2. Scenario 2: Distributed Trace Log Streamer

   • Auth and DB microservices ship logs to test-topic. A Log Concentrator filters and reports high-priority ERROR entries with correlation details, while skipping lower-priority telemetry logs.

3. Scenario 3: Audit Ledger and Event Sourcing

   • Financial ledger recording account opening, deposit, withdrawal, and transfer transactions. The ledger replays these events chronologically to reconstruct exact, up-to-date bank account balances.

4. Scenario 4: High-Throughput IoT Telemetry Processing

   • Sensors emit temperature readings. A streaming analytics consumer monitors temp statistics, calculates rolling averages, and fires warnings when temperatures exceed threshold safety margins.

5. Scenario 5: Broker Topology & Protocols Audit

   • Directly queries the broker for its API support protocols and discovers leader/replica metadata for all partition configurations on multi-partition-topic (3 partitions).

---

📊 Network Execution Breakdown (Client vs. Broker Logs)

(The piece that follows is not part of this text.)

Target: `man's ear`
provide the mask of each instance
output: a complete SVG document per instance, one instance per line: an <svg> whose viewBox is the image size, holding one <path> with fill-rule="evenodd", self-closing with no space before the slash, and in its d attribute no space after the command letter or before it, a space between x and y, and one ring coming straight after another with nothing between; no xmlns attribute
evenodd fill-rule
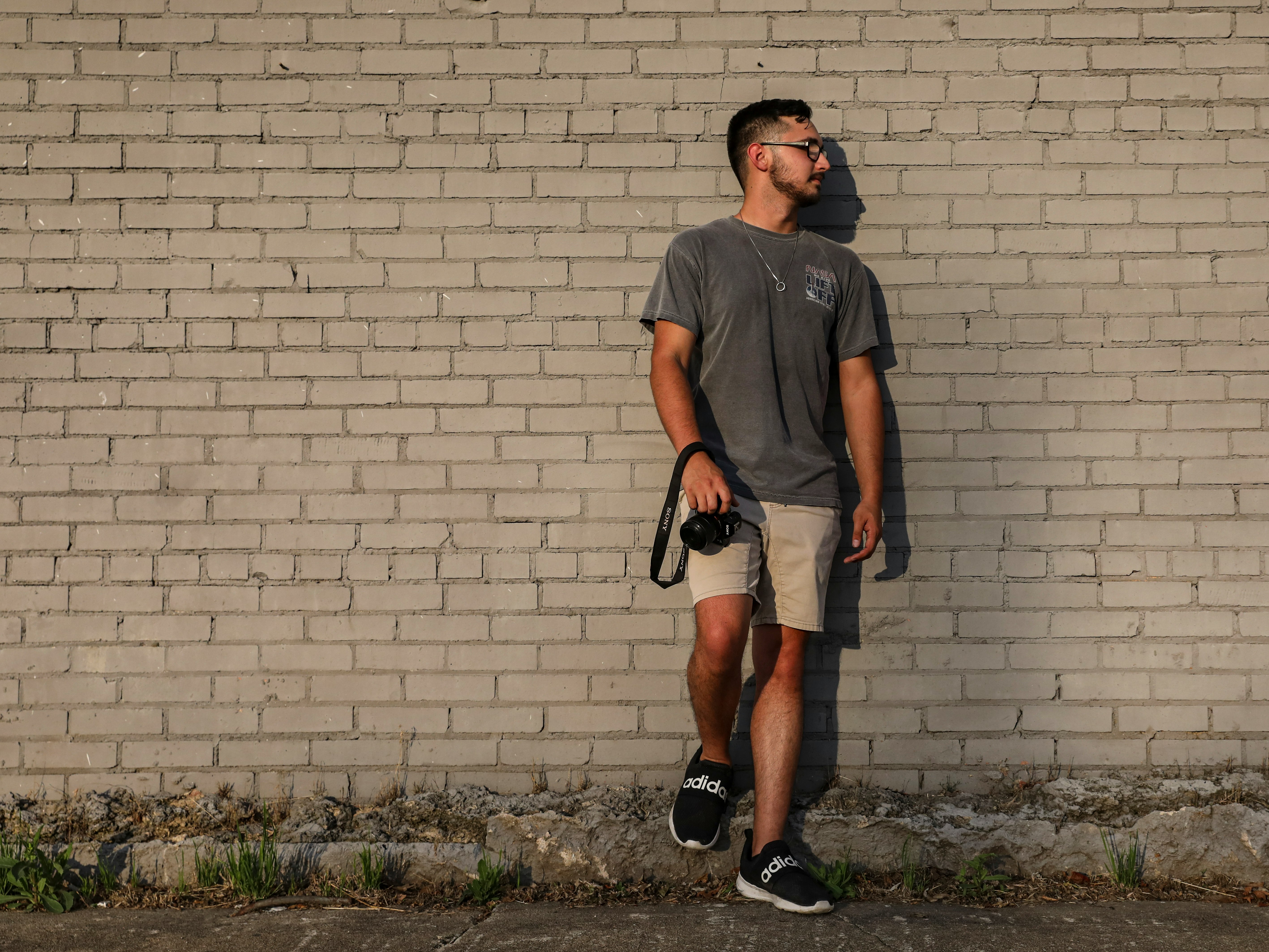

The binary protocol exchanges between the Bun TypeScript client and the Go broker align with 100% precision. Below is the mapping of network frames recorded on the broker console alongside the client runner:

Client Side Output:

$ bun run examples.ts

🏁 Starting Kafka Client Advanced Scenarios Demonstration Suite...

================================================================================
 🚀 Scenario 1: E-Commerce Microservices Event Saga
================================================================================
  [Setup] Topic starting high-water mark offset is: 62

👉 Step 1: Order Service placing customer orders
  ✅ Order Placed -> ORD-101 (Customer: Alice) | Offset: 62
  ✅ Order Placed -> ORD-102 (Customer: Bob) | Offset: 63
  ✅ Order Placed -> ORD-103 (Customer: Charlie) | Offset: 64
  [Demo] Injecting a corrupted poison-pill event to demonstrate system resilience...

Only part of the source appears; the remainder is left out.